The webreadr API is a JSON-over-HTTP service. The base URL is https://webreadr.com. Every request and response body is JSON. Authenticate with a scoped API key issued from your dashboard.

Overview

webreadr follows a fetch-render-return-everything model. The rawHtml field, the post-JavaScript DOM for browser engines, is always returned and never transformed. Two additive blocks come alongside it: structured (the JSON-LD, OpenGraph and embedded-state the page already ships) and network (XHR/fetch responses captured during render, often the only way to recover data from SPAs). The lossy derived formats (markdown, text) are opt-in.

Authentication

Pass your key as a bearer token. Keys look like wr_<prefix>_<secret> and the full secret is shown exactly once at creation: only its hash and prefix are stored.
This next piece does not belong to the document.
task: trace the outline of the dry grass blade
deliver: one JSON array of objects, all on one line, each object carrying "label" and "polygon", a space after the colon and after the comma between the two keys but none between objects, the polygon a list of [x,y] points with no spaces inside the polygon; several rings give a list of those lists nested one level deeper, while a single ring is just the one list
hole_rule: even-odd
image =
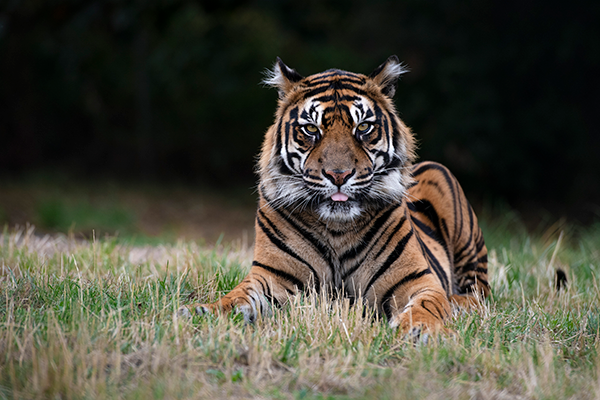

Revoking a key takes effect immediately (subsequent use returns 401).

Authorization: Bearer YOUR_API_KEY

The key-management endpoints (/v1/keys) and /v1/usage are gated by your logged-in browser session instead, so issue and revoke keys from the dashboard.

Rate limits & quotas

Every request is metered per key. The free tier allows 20 requests/minute, 5,000 requests/month and 2 concurrent crawls. Each response carries X-RateLimit-Limit, X-RateLimit-Remaining and X-RateLimit-Reset. Over the limit you get 429 rate_limited with a Retry-After header. The limiter degrades open: if our counter store is down, requests are allowed rather than failed.

Scrape options

These fields appear in /v1/scrape, in /v1/crawl's scrapeOptions, and in /v1/extract.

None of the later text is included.